Brahmagupta war der erste, der Regeln zur Berechnung mit Null gab. Die von Brahmagupta verfassten Texte waren in elliptischen Versen auf Sanskrit, wie es in der indischen Mathematik üblich war. Da keine Beweise angegeben werden, ist nicht bekannt, wie Brahmaguptas Ergebnisse hergeleitet wurden.
Leben und Karriere
Brahmagupta wurde 598 n. Chr. geboren, wie er selbst feststellte. Er lebte in Bhillamāla in Gurjaradesa, dem heutigen Bhinmal in Rajasthan, Indien, während der Herrschaft des Chavda-Dynastieherrschers Vyagrahamukha. Er war der Sohn von Jishnugupta und war von Religionszugehörigkeit Hindu, insbesondere ein Shaivit. Er lebte und arbeitete dort einen großen Teil seines Lebens. Prithudaka Svamin, ein späterer Kommentator, nannte ihn Bhillamalacharya, den Lehrer aus Bhillamala.
Bhillamala war die Hauptstadt von Gurjaradesa, dem zweitgrößten Königreich Westindiens, das das südliche Rajasthan und nördliche Gujarat im heutigen Indien umfasste. Es war auch ein Zentrum des Lernens für Mathematik und Astronomie. Brahmagupta wurde Astronom der Brahmapaksha-Schule, eine der vier Hauptschulen der indischen Astronomie in dieser Zeit. Er studierte die fünf traditionellen Siddhartha der indischen Astronomie sowie die Werke anderer Astronomen, darunter Aryabhata I, Latadeva, Pradyumna, Varahamihira, Simha, Srisena, Vijayanandin und Vishnuchandra.

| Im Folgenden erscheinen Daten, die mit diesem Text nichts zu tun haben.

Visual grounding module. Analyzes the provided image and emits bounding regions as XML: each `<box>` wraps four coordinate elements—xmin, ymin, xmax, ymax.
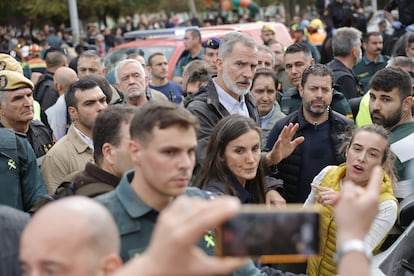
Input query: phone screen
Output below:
<box><xmin>216</xmin><ymin>206</ymin><xmax>320</xmax><ymax>263</ymax></box>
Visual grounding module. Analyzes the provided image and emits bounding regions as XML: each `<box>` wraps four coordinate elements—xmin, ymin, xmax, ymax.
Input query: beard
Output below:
<box><xmin>303</xmin><ymin>101</ymin><xmax>328</xmax><ymax>117</ymax></box>
<box><xmin>371</xmin><ymin>106</ymin><xmax>402</xmax><ymax>129</ymax></box>
<box><xmin>223</xmin><ymin>70</ymin><xmax>252</xmax><ymax>96</ymax></box>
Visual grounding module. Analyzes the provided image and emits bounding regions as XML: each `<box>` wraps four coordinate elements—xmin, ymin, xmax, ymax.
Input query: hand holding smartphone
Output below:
<box><xmin>216</xmin><ymin>205</ymin><xmax>320</xmax><ymax>263</ymax></box>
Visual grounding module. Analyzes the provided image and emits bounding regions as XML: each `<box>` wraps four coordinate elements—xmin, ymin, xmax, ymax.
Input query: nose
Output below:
<box><xmin>262</xmin><ymin>92</ymin><xmax>270</xmax><ymax>102</ymax></box>
<box><xmin>358</xmin><ymin>150</ymin><xmax>368</xmax><ymax>162</ymax></box>
<box><xmin>315</xmin><ymin>88</ymin><xmax>323</xmax><ymax>98</ymax></box>
<box><xmin>179</xmin><ymin>152</ymin><xmax>195</xmax><ymax>170</ymax></box>
<box><xmin>369</xmin><ymin>98</ymin><xmax>379</xmax><ymax>110</ymax></box>
<box><xmin>242</xmin><ymin>66</ymin><xmax>256</xmax><ymax>79</ymax></box>
<box><xmin>246</xmin><ymin>150</ymin><xmax>255</xmax><ymax>164</ymax></box>
<box><xmin>24</xmin><ymin>96</ymin><xmax>33</xmax><ymax>106</ymax></box>
<box><xmin>97</xmin><ymin>102</ymin><xmax>107</xmax><ymax>112</ymax></box>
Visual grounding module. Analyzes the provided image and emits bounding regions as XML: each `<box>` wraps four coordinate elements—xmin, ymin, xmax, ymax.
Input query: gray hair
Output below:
<box><xmin>115</xmin><ymin>59</ymin><xmax>145</xmax><ymax>83</ymax></box>
<box><xmin>387</xmin><ymin>56</ymin><xmax>414</xmax><ymax>71</ymax></box>
<box><xmin>218</xmin><ymin>32</ymin><xmax>257</xmax><ymax>59</ymax></box>
<box><xmin>332</xmin><ymin>27</ymin><xmax>362</xmax><ymax>57</ymax></box>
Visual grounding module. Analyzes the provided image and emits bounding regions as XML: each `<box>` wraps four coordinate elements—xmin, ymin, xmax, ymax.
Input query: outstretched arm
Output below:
<box><xmin>116</xmin><ymin>196</ymin><xmax>246</xmax><ymax>276</ymax></box>
<box><xmin>266</xmin><ymin>123</ymin><xmax>305</xmax><ymax>166</ymax></box>
<box><xmin>334</xmin><ymin>166</ymin><xmax>382</xmax><ymax>276</ymax></box>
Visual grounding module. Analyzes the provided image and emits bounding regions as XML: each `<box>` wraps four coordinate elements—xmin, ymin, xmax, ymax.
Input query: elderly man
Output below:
<box><xmin>186</xmin><ymin>32</ymin><xmax>302</xmax><ymax>205</ymax></box>
<box><xmin>0</xmin><ymin>70</ymin><xmax>54</xmax><ymax>165</ymax></box>
<box><xmin>115</xmin><ymin>59</ymin><xmax>167</xmax><ymax>106</ymax></box>
<box><xmin>0</xmin><ymin>70</ymin><xmax>46</xmax><ymax>211</ymax></box>
<box><xmin>20</xmin><ymin>197</ymin><xmax>122</xmax><ymax>276</ymax></box>
<box><xmin>202</xmin><ymin>37</ymin><xmax>221</xmax><ymax>76</ymax></box>
<box><xmin>78</xmin><ymin>50</ymin><xmax>123</xmax><ymax>104</ymax></box>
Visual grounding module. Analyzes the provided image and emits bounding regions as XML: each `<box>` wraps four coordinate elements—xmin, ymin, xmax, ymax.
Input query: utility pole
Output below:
<box><xmin>68</xmin><ymin>0</ymin><xmax>80</xmax><ymax>45</ymax></box>
<box><xmin>188</xmin><ymin>0</ymin><xmax>197</xmax><ymax>17</ymax></box>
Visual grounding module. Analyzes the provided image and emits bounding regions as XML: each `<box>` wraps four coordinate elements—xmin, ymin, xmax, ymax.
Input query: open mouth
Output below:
<box><xmin>353</xmin><ymin>165</ymin><xmax>364</xmax><ymax>173</ymax></box>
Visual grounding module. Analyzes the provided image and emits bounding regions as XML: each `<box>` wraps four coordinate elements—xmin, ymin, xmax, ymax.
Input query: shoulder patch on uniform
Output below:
<box><xmin>0</xmin><ymin>74</ymin><xmax>8</xmax><ymax>89</ymax></box>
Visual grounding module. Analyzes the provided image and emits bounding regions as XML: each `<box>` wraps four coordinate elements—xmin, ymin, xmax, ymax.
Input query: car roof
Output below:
<box><xmin>104</xmin><ymin>22</ymin><xmax>293</xmax><ymax>79</ymax></box>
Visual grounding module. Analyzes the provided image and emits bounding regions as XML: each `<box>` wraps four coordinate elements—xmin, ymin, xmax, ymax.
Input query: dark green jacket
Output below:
<box><xmin>0</xmin><ymin>128</ymin><xmax>46</xmax><ymax>211</ymax></box>
<box><xmin>95</xmin><ymin>171</ymin><xmax>263</xmax><ymax>276</ymax></box>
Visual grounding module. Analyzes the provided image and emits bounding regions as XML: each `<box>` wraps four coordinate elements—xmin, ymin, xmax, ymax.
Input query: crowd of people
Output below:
<box><xmin>0</xmin><ymin>0</ymin><xmax>414</xmax><ymax>275</ymax></box>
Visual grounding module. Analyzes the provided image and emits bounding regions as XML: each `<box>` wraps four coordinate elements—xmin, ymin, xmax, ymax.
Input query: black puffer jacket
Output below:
<box><xmin>266</xmin><ymin>107</ymin><xmax>354</xmax><ymax>203</ymax></box>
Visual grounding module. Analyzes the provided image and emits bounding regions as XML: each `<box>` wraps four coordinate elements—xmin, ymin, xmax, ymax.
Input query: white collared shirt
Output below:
<box><xmin>73</xmin><ymin>125</ymin><xmax>93</xmax><ymax>151</ymax></box>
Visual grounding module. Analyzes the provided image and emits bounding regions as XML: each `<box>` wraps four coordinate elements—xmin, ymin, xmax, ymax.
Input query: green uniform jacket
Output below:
<box><xmin>95</xmin><ymin>171</ymin><xmax>262</xmax><ymax>275</ymax></box>
<box><xmin>0</xmin><ymin>128</ymin><xmax>46</xmax><ymax>211</ymax></box>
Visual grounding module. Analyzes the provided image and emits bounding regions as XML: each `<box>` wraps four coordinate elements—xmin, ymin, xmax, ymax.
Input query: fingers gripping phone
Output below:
<box><xmin>216</xmin><ymin>205</ymin><xmax>321</xmax><ymax>263</ymax></box>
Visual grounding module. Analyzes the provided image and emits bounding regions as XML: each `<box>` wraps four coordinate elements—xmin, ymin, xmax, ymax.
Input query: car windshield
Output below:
<box><xmin>104</xmin><ymin>46</ymin><xmax>175</xmax><ymax>71</ymax></box>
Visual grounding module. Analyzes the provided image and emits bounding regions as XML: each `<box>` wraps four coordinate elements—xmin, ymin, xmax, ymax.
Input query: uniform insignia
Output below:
<box><xmin>0</xmin><ymin>75</ymin><xmax>8</xmax><ymax>89</ymax></box>
<box><xmin>204</xmin><ymin>231</ymin><xmax>215</xmax><ymax>248</ymax></box>
<box><xmin>7</xmin><ymin>159</ymin><xmax>17</xmax><ymax>170</ymax></box>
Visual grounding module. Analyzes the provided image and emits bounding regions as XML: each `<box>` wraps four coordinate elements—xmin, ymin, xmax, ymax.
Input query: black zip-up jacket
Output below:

Im Jahr 628, im Alter von 30 Jahren, verfasste er die „Brāhmasphuṭasiddhānta", die verbesserte Abhandlung des Brahma, die als überarbeitete Version der erhaltenen Siddhanta der Brahmapaksha-Schule der Astronomie angesehen wird. Gelehrte geben an, dass er seiner Überarbeitung eine große Originalität verlieh und eine beträchtliche Menge neuen Materials hinzufügte. Das Buch besteht aus 24 Kapiteln mit 1008 Versen im ārya-Metrum. Ein großer Teil davon ist Astronomie, enthält aber auch Schlüsselkapitel über Mathematik, einschließlich Algebra, Geometrie, Trigonometrie und Algorithmik, die vermutlich neue Erkenntnisse von Brahmagupta selbst enthalten.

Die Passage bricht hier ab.